Doch mit den Engländern, die sich an der Ostküste festgesetzt hatten, wuchs den Franzosen ein neuer Gegner heran. Und als es 1627 in Europa zu einem Krieg zwischen Paris und London kam, trugen beide Seiten ihren Konflikt auch in den Kolonien aus. 1628 blockierten englische Schiffe den Sankt-Lorenz-Strom und schnitten Québec von der Lebensmittelversorgung aus der Heimat ab.

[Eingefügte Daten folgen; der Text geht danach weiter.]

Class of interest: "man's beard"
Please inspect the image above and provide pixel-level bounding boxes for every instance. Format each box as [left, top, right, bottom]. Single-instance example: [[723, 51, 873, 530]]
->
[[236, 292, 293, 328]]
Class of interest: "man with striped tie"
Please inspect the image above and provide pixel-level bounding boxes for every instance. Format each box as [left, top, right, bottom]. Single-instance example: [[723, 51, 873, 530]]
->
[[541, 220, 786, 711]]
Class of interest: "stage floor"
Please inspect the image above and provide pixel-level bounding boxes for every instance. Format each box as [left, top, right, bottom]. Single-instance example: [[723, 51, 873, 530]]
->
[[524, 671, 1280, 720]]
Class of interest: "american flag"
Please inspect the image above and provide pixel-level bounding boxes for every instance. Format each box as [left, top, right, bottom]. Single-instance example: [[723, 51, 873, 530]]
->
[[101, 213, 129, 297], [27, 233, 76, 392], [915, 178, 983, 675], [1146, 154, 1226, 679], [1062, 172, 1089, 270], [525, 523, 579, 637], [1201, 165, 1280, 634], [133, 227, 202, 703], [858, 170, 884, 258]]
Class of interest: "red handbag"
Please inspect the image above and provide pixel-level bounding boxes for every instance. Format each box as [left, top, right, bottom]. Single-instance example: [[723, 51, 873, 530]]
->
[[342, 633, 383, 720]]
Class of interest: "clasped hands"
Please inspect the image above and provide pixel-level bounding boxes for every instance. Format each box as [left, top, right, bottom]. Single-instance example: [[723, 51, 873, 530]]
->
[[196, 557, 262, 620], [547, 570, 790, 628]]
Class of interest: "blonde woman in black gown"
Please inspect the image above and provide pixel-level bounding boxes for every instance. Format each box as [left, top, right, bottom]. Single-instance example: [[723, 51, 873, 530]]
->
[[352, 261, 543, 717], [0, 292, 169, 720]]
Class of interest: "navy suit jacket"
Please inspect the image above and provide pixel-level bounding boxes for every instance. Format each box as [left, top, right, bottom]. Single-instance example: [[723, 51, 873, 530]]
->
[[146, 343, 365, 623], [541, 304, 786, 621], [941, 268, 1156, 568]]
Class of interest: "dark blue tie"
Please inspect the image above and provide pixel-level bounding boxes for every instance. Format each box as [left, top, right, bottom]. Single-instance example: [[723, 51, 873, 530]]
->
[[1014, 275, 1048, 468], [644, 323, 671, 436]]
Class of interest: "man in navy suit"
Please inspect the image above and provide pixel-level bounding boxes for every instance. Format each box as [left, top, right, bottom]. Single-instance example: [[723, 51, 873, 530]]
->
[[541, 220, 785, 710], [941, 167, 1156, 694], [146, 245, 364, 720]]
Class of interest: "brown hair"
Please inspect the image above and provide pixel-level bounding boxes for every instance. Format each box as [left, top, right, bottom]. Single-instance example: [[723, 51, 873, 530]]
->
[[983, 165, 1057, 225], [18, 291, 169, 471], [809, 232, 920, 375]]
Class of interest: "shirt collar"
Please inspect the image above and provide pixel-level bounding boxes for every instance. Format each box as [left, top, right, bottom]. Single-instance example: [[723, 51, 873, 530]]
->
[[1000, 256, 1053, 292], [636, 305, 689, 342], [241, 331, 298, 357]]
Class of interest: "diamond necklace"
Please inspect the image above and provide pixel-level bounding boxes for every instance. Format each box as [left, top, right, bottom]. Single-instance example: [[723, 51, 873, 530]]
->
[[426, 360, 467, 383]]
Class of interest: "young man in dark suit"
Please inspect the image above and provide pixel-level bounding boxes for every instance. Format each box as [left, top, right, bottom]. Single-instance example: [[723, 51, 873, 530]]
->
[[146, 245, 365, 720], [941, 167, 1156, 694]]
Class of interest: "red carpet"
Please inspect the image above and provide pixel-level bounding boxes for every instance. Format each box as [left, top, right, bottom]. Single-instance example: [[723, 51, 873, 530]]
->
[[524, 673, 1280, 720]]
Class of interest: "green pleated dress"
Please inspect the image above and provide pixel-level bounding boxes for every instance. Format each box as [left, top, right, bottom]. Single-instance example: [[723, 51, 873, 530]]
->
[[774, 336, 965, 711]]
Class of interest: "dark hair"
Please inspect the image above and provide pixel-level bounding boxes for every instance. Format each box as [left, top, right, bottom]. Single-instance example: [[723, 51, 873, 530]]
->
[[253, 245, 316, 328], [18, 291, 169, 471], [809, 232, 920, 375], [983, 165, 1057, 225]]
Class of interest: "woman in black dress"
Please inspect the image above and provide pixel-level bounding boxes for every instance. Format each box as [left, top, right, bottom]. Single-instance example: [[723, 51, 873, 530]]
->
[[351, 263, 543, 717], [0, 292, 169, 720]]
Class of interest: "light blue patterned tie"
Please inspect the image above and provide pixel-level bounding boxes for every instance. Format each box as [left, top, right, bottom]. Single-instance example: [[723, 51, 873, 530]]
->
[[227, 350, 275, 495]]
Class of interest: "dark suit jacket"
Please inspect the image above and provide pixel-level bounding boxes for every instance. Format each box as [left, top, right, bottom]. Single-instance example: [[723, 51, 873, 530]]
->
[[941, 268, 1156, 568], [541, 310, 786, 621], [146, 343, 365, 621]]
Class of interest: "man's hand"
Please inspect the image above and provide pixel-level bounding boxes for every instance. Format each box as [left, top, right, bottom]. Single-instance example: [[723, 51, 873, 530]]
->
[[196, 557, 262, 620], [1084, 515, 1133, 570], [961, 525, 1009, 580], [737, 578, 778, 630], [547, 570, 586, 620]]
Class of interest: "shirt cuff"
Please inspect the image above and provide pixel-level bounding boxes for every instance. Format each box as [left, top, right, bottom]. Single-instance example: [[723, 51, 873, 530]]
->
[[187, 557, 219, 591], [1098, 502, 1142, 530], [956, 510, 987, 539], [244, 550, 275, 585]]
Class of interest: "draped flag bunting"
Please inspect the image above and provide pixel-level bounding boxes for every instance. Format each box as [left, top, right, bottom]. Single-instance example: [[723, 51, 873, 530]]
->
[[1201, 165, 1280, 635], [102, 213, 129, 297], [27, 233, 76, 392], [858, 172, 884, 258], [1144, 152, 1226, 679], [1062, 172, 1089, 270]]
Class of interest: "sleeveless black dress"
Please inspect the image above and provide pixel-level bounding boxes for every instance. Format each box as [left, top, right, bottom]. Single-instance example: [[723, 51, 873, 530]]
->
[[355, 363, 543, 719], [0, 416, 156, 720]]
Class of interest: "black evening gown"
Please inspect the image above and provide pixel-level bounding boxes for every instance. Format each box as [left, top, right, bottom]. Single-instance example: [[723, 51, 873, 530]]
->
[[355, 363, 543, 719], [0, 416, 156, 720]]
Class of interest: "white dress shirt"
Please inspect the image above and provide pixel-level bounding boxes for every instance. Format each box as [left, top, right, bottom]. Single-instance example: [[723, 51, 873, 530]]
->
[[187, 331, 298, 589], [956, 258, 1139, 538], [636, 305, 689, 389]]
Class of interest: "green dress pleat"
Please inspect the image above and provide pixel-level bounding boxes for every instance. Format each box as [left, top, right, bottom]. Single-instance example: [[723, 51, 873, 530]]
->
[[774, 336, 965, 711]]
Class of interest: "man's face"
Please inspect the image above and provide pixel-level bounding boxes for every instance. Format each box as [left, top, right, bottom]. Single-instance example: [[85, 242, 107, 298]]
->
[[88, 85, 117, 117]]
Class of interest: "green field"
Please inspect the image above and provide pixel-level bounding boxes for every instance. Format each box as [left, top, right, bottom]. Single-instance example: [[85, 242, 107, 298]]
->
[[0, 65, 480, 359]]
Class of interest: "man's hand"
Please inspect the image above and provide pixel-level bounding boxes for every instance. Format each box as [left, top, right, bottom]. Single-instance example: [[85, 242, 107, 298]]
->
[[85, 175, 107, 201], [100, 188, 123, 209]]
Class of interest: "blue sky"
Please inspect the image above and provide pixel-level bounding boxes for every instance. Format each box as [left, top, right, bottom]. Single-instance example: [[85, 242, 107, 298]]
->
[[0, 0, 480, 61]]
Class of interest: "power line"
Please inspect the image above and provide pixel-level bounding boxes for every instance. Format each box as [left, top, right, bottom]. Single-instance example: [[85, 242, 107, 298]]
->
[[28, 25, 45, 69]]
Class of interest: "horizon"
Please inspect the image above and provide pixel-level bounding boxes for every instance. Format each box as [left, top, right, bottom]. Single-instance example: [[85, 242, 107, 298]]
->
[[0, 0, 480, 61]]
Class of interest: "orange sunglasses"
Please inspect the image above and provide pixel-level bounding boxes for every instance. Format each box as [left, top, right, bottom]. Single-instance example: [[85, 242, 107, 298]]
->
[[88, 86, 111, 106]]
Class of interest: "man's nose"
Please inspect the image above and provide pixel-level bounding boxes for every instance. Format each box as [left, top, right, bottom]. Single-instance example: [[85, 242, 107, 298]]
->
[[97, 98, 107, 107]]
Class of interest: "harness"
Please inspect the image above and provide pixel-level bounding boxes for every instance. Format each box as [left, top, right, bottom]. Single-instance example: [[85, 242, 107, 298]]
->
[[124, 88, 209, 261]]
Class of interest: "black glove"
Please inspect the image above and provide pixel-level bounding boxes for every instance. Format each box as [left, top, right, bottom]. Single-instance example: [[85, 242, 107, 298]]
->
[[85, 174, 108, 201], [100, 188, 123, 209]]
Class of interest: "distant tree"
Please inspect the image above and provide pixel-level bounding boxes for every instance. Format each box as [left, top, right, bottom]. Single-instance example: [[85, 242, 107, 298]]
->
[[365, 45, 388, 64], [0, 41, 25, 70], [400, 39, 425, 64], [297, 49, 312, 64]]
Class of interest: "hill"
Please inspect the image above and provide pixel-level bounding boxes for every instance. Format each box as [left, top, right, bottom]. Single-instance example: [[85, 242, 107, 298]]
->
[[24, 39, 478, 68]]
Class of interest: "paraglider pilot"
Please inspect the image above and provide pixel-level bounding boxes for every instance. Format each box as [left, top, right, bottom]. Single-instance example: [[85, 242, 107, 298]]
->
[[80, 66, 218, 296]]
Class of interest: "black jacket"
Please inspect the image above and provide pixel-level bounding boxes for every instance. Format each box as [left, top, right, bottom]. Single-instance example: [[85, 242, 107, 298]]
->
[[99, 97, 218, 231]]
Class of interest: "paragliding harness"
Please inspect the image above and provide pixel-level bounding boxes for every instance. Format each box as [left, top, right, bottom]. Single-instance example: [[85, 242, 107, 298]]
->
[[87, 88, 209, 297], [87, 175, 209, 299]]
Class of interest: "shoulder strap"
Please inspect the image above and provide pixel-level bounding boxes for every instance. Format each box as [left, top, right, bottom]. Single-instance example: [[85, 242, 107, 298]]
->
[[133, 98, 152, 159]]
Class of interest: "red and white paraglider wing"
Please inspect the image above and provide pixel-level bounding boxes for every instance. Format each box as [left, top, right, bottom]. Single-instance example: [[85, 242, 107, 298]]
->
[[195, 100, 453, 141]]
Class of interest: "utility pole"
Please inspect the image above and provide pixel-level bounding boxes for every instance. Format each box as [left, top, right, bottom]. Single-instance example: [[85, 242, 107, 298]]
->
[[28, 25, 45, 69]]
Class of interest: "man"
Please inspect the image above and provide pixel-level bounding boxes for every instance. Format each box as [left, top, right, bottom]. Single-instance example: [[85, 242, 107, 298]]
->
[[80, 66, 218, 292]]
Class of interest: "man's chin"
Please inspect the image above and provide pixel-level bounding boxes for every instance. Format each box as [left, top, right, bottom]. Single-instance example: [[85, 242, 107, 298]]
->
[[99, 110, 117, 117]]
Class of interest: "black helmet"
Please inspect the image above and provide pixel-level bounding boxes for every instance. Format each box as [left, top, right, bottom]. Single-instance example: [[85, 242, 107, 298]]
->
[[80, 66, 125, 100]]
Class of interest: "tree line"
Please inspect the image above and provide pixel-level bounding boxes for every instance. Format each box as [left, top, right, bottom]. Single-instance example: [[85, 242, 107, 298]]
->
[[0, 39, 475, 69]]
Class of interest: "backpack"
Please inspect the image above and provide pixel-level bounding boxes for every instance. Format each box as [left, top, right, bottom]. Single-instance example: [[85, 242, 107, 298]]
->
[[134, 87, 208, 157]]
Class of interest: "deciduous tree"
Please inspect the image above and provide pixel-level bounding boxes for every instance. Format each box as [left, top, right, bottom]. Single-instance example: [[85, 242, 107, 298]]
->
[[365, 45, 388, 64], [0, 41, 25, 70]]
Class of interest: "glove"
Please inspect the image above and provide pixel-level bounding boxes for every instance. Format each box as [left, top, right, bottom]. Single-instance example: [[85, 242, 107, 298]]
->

Dem Verhungern nahe, musste Champlain am 19. Juli 1629 kapitulieren – und wurde nach Frankreich ausgewiesen.

Aber was er für das Ende hält, ist vielmehr ein Neubeginn. Denn London und Paris haben bereits drei Monate vor seiner Kapitulation ihren Krieg beendet, die englische Übernahme war also illegal. Und so gibt Englands König die besetzten Gebiete an Frankreich zurück.

Champlain segelt erneut in die Kolonie und nimmt die Geschäfte mit den Indianern wieder auf. Doch dann erleidet er einen Schlaganfall und stirbt 1635. Und so erlebt er nicht mehr, wie König Ludwig XIV. Neufrankreich zur Provinz seines Landes erklärt. Französische Entdecker dehnen die Grenzen immer weiter aus und gründen im Südwesten sogar eine neue Kolonie: Louisiana.

Um 1750 erstreckt sich der Besitz der Franzosen in einem 4000 Kilometer umspannenden Bogen von Labrador im äußersten Norden bis zur Golfküste im Süden. Damit trennt ihr Gebiet die englischen Kolonien an der Ostküste vom Hinterland ab und schiebt sich an der Südküste zwischen die Besitzungen Spaniens.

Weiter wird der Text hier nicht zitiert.